In general, major labels have multiple sublabel.
In addition, the vanity labels of the artist is also connected with the partnership.
Major labels may have established joint ventures with other companies in each of the regions of the world.

In summary, we may need to edit the tags or Attributes as below.

  1. We need tags that correlate the top label (master) and subordinate label (slave) as a hierarchical structure.

  2. We need a tag that we were independent companies from years to years.
    For example, Virgin Records.

  3. We need a tag to indicate how many years have been integrated into the new enterprise in bulk, or have been split and transferred like EMI.

  4. We need a tag of what the joint venture was, depending on the region.
    For example Japan Toshiba EMI.

  5. We also need a variety of tags related to the rights relationship, for example, if it is a movie theme song like Star Wars.

These are the things I came up with for a little bit of time.
If we plan precisely, we may need more tags or Attributes.
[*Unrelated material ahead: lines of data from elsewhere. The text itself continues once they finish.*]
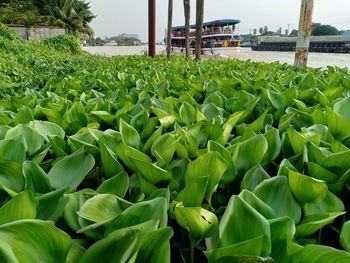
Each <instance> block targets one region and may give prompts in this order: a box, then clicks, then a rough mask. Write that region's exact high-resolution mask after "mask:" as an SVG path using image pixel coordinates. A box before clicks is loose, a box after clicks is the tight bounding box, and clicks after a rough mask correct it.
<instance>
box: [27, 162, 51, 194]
mask: <svg viewBox="0 0 350 263" xmlns="http://www.w3.org/2000/svg"><path fill="white" fill-rule="evenodd" d="M22 172H23V175H24V177H25V178H26V181H27V187H26V189H27V190H31V191H32V192H34V193H41V194H45V193H48V192H50V191H51V185H50V181H49V177H48V176H47V174H46V173H45V171H44V170H43V169H42V168H41V167H40V166H39V165H38V164H36V163H34V162H32V161H25V162H24V163H23V166H22Z"/></svg>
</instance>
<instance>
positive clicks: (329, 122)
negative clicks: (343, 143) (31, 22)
mask: <svg viewBox="0 0 350 263" xmlns="http://www.w3.org/2000/svg"><path fill="white" fill-rule="evenodd" d="M327 124H328V128H329V130H330V132H331V133H332V135H333V136H334V138H336V139H338V140H339V141H343V140H345V139H347V138H349V137H350V122H349V121H348V120H347V119H346V118H344V117H343V116H341V115H339V114H337V113H336V112H334V111H332V110H331V109H328V110H327Z"/></svg>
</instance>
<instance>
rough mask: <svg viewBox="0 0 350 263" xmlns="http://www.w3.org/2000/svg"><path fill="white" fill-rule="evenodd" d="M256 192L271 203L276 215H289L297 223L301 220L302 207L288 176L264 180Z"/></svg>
mask: <svg viewBox="0 0 350 263" xmlns="http://www.w3.org/2000/svg"><path fill="white" fill-rule="evenodd" d="M254 194H255V195H256V196H257V197H259V198H260V199H261V200H262V201H263V202H264V203H266V204H267V205H269V206H270V207H271V208H272V210H273V211H274V212H275V214H276V216H278V217H282V216H289V217H290V218H292V219H293V220H294V222H296V223H298V222H299V221H300V218H301V208H300V206H299V204H298V203H297V202H296V201H295V199H294V197H293V195H292V192H291V191H290V188H289V185H288V181H287V178H286V177H284V176H277V177H274V178H271V179H267V180H264V181H263V182H262V183H261V184H259V185H258V186H257V187H256V188H255V190H254Z"/></svg>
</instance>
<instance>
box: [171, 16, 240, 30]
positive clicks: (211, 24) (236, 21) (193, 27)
mask: <svg viewBox="0 0 350 263" xmlns="http://www.w3.org/2000/svg"><path fill="white" fill-rule="evenodd" d="M240 22H241V20H238V19H220V20H214V21H209V22H205V23H203V26H208V27H209V26H227V25H236V24H238V23H240ZM184 28H185V27H184V26H175V27H173V29H175V30H177V29H184ZM190 28H196V25H190Z"/></svg>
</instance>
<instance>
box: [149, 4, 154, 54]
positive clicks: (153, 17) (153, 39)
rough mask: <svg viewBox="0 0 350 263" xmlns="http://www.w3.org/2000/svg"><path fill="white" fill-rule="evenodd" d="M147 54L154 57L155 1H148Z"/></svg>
mask: <svg viewBox="0 0 350 263" xmlns="http://www.w3.org/2000/svg"><path fill="white" fill-rule="evenodd" d="M148 54H149V56H151V57H153V58H154V57H155V55H156V0H148Z"/></svg>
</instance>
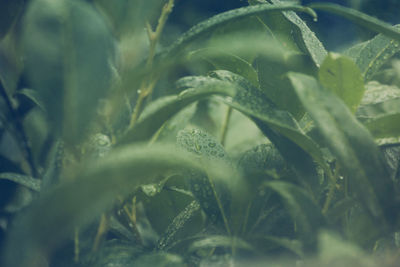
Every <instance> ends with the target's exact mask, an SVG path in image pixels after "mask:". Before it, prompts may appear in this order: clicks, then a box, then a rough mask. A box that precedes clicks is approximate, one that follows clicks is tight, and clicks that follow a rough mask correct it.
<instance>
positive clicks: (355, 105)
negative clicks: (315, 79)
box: [318, 53, 364, 113]
mask: <svg viewBox="0 0 400 267" xmlns="http://www.w3.org/2000/svg"><path fill="white" fill-rule="evenodd" d="M318 76H319V81H320V83H321V84H322V85H323V86H324V87H325V88H327V89H329V90H330V91H331V92H333V93H334V94H335V95H337V96H338V97H339V98H340V99H342V100H343V102H344V103H345V104H346V105H347V106H348V107H349V109H350V110H351V111H352V112H353V113H355V112H356V110H357V108H358V106H359V104H360V103H361V99H362V96H363V94H364V81H363V77H362V76H361V73H360V70H359V69H358V67H357V65H356V64H355V63H354V62H353V61H352V60H351V59H350V58H347V57H345V56H342V55H339V54H334V53H329V54H328V56H327V57H326V58H325V60H324V62H323V63H322V65H321V68H320V69H319V72H318Z"/></svg>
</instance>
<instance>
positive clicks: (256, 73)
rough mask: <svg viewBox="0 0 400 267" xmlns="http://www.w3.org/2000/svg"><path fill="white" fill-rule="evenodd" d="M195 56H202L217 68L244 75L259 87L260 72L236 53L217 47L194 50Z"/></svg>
mask: <svg viewBox="0 0 400 267" xmlns="http://www.w3.org/2000/svg"><path fill="white" fill-rule="evenodd" d="M190 57H191V58H193V57H201V58H204V60H206V61H208V62H210V63H211V64H212V65H213V66H214V67H215V69H216V70H228V71H231V72H233V73H236V74H238V75H240V76H243V77H244V78H246V79H247V80H249V81H250V82H251V83H252V84H253V85H254V86H256V87H259V82H258V74H257V71H256V70H255V69H254V68H253V66H252V65H251V64H250V63H249V62H247V61H246V60H244V59H242V58H241V57H239V56H236V55H234V54H230V53H227V52H225V51H223V50H222V49H217V48H203V49H200V50H197V51H194V52H192V53H191V55H190Z"/></svg>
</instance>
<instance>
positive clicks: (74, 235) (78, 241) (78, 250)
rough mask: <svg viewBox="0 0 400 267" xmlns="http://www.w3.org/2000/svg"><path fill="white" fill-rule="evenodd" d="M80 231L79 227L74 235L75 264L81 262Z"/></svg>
mask: <svg viewBox="0 0 400 267" xmlns="http://www.w3.org/2000/svg"><path fill="white" fill-rule="evenodd" d="M79 252H80V251H79V229H78V227H76V228H75V233H74V262H75V263H78V262H79Z"/></svg>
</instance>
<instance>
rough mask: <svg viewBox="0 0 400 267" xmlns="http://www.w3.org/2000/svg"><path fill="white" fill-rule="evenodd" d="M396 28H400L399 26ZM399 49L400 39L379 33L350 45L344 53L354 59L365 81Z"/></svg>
mask: <svg viewBox="0 0 400 267" xmlns="http://www.w3.org/2000/svg"><path fill="white" fill-rule="evenodd" d="M395 28H396V29H399V26H395ZM399 51H400V45H399V41H396V40H394V39H393V38H390V37H387V36H385V35H383V34H379V35H377V36H376V37H374V38H373V39H371V40H368V41H366V42H364V43H361V44H357V45H355V46H353V47H350V48H349V49H348V50H346V51H345V52H344V53H345V54H346V55H348V56H350V57H351V58H353V59H354V61H355V62H356V64H357V66H358V67H359V68H360V70H361V73H362V75H363V76H364V79H365V81H370V80H371V79H372V77H373V76H374V74H375V73H376V72H377V71H378V70H379V69H380V68H381V67H382V66H383V65H384V64H385V63H386V62H388V61H389V60H391V59H392V58H393V56H394V55H395V54H396V53H397V52H399Z"/></svg>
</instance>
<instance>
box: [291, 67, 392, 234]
mask: <svg viewBox="0 0 400 267" xmlns="http://www.w3.org/2000/svg"><path fill="white" fill-rule="evenodd" d="M288 76H289V79H290V80H291V82H292V84H293V86H294V88H295V90H296V92H297V94H298V96H299V98H300V100H301V101H302V103H303V105H304V106H305V107H306V108H307V110H308V112H309V113H310V115H311V117H312V118H313V119H314V121H315V123H316V127H317V128H318V130H319V132H320V133H321V135H322V136H323V137H324V144H325V145H326V146H327V147H328V148H329V149H330V151H331V152H332V154H333V155H334V156H335V157H336V159H337V161H338V163H339V164H340V167H341V169H343V172H344V173H345V175H346V176H347V177H348V179H349V181H350V183H351V185H352V188H353V190H355V192H356V194H357V196H358V198H359V199H360V200H361V201H363V203H364V204H365V205H366V206H367V208H368V210H369V211H370V213H371V214H372V216H373V217H374V218H375V219H376V220H377V221H380V222H381V223H383V226H384V225H385V222H386V221H387V222H390V223H393V222H394V221H395V220H396V217H397V214H393V210H395V207H396V206H398V204H397V203H396V202H395V199H394V192H393V187H392V183H391V180H390V176H389V173H388V170H387V169H386V165H385V162H384V159H383V157H382V154H381V152H380V150H379V148H378V146H377V145H376V144H375V143H374V140H373V137H372V135H371V134H370V133H369V132H368V131H367V130H366V129H365V128H364V127H363V126H362V125H361V124H360V123H359V122H358V121H357V120H356V119H355V117H354V116H353V115H352V114H351V112H350V110H349V109H348V108H347V107H346V106H345V104H344V103H343V102H342V101H341V100H340V99H339V98H337V97H336V96H335V95H333V94H332V93H330V92H329V91H327V90H323V89H322V88H321V87H320V86H319V84H318V83H317V81H316V80H315V79H314V78H313V77H310V76H307V75H303V74H299V73H290V74H289V75H288ZM353 186H354V187H353ZM382 229H384V227H383V228H382Z"/></svg>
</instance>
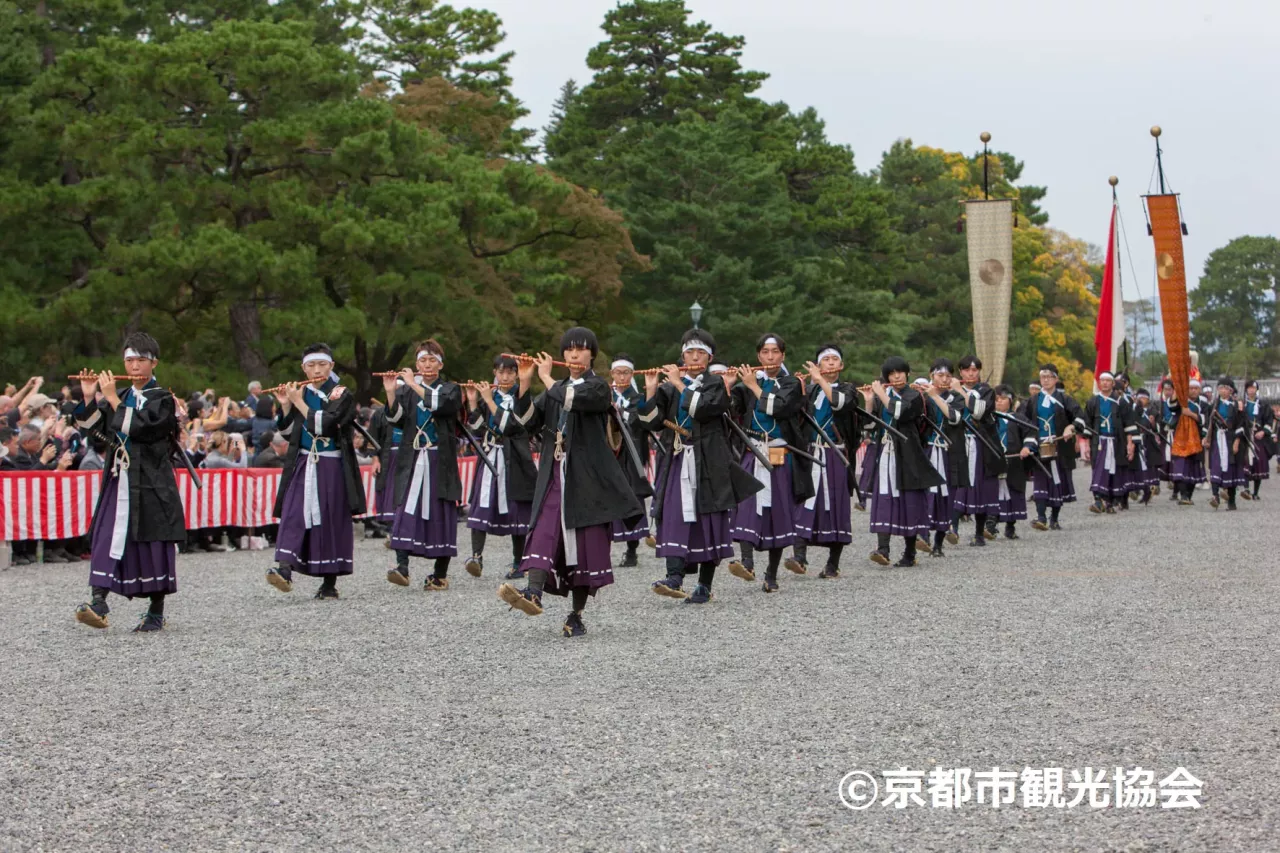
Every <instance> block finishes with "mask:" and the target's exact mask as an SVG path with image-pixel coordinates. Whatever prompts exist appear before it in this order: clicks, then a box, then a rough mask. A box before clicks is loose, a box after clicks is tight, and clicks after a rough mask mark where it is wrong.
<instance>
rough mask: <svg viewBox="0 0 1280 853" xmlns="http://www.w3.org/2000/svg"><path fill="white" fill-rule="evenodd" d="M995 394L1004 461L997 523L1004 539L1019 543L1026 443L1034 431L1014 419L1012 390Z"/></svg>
mask: <svg viewBox="0 0 1280 853" xmlns="http://www.w3.org/2000/svg"><path fill="white" fill-rule="evenodd" d="M995 394H996V434H997V437H998V438H1000V448H1001V450H1002V451H1004V452H1005V459H1006V460H1007V467H1006V470H1005V475H1004V476H1001V478H1000V511H998V512H997V514H996V520H997V521H1004V523H1005V538H1006V539H1018V538H1020V537H1019V535H1018V523H1019V521H1021V520H1024V519H1025V517H1027V460H1028V457H1030V455H1032V452H1033V451H1032V447H1029V446H1028V442H1027V439H1028V438H1032V437H1033V435H1034V430H1033V429H1030V427H1029V425H1028V424H1027V423H1024V421H1021V419H1019V418H1018V416H1015V415H1014V409H1015V403H1016V401H1015V400H1014V389H1012V388H1010V387H1009V386H996V388H995ZM1032 446H1034V439H1033V442H1032Z"/></svg>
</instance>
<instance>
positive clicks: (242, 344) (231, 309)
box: [227, 302, 270, 380]
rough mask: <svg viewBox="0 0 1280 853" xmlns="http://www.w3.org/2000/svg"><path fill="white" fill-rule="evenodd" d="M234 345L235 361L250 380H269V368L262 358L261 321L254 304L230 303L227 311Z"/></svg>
mask: <svg viewBox="0 0 1280 853" xmlns="http://www.w3.org/2000/svg"><path fill="white" fill-rule="evenodd" d="M227 315H228V319H229V320H230V327H232V342H233V343H234V345H236V360H237V361H238V362H239V369H241V371H242V373H243V374H244V375H246V377H248V378H250V379H262V380H265V379H269V378H270V366H269V365H268V364H266V359H265V357H264V356H262V319H261V316H260V315H259V311H257V304H256V302H232V304H230V306H228V309H227Z"/></svg>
After such difficulties, should we be satisfied with the accumulation of a large number of meta-information?
So how does someone visualize them?
There is a problem.
If the MB provides an API to output JSON, it might be fantastic to have someone realize a visualization like a Peter Eades’s Force-directed graph drawing (spring model), or like Gantt chart, and so on.
Or despite our great effort, sadly, the API’s use may not appear.

All I can do is paste the Wikipedia information in the Japanese version.
It is difficult for me to do more precise work.
Anyway, I am neither a historian nor an economic historian.

Do you have any plans?

See the various label-label relationships, both for this one and the other points you ask about. Which relationships are missing to encode the information you’re looking for? Also note that most (if not all?) of these relationships can be dated, so you can specify that Label X was “owned by” Label Y from 2001 to 2007.

This would be implied by them not being an imprint of or owned by another label, I’d presume. (Of course, not all labels owned by or an imprint of another label is marked as such, but…) – but in this case, it’d probably be better to just fetch the information straight from a copy of the PostgreSQL database.


Thank you. The designers did a wonderful job.
There is a foresight. fantastic!!
To this extent the students of the Doctor course of the Department of Information Engineering will be delighted.
I wonder who will make some software that can see this picture.